Brody and Chow find the INF agreement "fundamentally flawed" because, they claim, it would ban all intermediate-range, ground-launched cruise missiles, conventional as well as nuclear. As a result they claim the agreement would do great harm to efforts to increase the robustness of NATO's conventional defenses and allow the Soviets to "trade a small part of their current nuclear arsenal for a major constraint on future NATO conventional defenses." These claims are simply not true.
Again and again in their column, Brody and Chow state that the INF agreement would ban all intermediate-range, ground-launched non-nuclear cruise missiles. According to all information so far made public concerning the INF agreement, this statement is demonstrably false. That agreement is between the U.S. and the Soviet Union and bans only U.S. and Soviet weapons. It does not restrict the weapons of any other nation. There is no technological, economic or legal bar preventing development and deployment of similar missiles by France, Great Britain and the Federal Republic of Germany, if they wish to do so.

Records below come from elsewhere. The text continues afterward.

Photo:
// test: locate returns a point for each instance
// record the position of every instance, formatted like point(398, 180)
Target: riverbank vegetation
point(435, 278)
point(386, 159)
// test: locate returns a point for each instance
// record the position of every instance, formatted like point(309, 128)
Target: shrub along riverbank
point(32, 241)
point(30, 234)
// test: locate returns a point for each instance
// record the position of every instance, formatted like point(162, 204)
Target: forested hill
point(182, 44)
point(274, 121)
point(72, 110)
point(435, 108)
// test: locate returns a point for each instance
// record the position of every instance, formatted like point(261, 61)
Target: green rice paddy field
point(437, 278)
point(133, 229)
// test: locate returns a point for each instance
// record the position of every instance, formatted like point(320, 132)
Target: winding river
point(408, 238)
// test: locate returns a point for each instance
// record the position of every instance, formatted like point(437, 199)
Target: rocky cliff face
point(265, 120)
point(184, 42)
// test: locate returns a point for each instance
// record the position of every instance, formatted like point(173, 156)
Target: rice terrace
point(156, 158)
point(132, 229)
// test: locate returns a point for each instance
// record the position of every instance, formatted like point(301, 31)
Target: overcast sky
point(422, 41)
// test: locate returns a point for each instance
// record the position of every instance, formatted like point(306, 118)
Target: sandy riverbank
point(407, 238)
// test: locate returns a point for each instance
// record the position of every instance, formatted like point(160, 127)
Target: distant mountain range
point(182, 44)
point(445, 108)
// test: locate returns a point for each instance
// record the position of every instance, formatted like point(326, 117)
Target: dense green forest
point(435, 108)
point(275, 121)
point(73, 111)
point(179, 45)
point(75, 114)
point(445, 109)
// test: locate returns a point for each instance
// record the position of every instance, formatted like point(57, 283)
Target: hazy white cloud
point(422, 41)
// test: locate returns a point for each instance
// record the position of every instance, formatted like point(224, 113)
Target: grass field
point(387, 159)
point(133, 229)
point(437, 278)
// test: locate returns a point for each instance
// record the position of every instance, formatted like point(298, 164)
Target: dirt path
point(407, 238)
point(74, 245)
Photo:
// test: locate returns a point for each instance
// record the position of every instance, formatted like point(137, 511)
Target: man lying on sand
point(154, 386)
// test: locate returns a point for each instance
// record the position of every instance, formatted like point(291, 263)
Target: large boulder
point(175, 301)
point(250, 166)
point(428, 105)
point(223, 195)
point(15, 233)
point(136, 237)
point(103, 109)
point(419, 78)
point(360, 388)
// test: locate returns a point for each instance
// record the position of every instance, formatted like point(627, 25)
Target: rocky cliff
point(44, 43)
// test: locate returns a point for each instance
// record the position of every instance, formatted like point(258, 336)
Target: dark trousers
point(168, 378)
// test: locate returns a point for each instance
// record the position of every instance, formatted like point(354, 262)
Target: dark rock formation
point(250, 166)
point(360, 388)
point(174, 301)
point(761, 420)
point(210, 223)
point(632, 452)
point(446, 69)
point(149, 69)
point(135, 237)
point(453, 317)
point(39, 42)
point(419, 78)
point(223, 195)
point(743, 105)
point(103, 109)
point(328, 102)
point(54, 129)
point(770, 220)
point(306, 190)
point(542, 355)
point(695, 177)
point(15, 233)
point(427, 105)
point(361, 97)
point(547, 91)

In fact, if the cruise missiles in question are of such importance, the INF agreement offers a splendid opportunity for Europe to demonstrate increased cooperation and resolve in defense matters. Let France and West Germany, and perhaps also Great Britain if not all of NATO, undertake the joint development of a non-nuclear, intermediate-range, ground-launched cruise missile. This would help to provide for the common defense and to quiet critics of the INF agreement.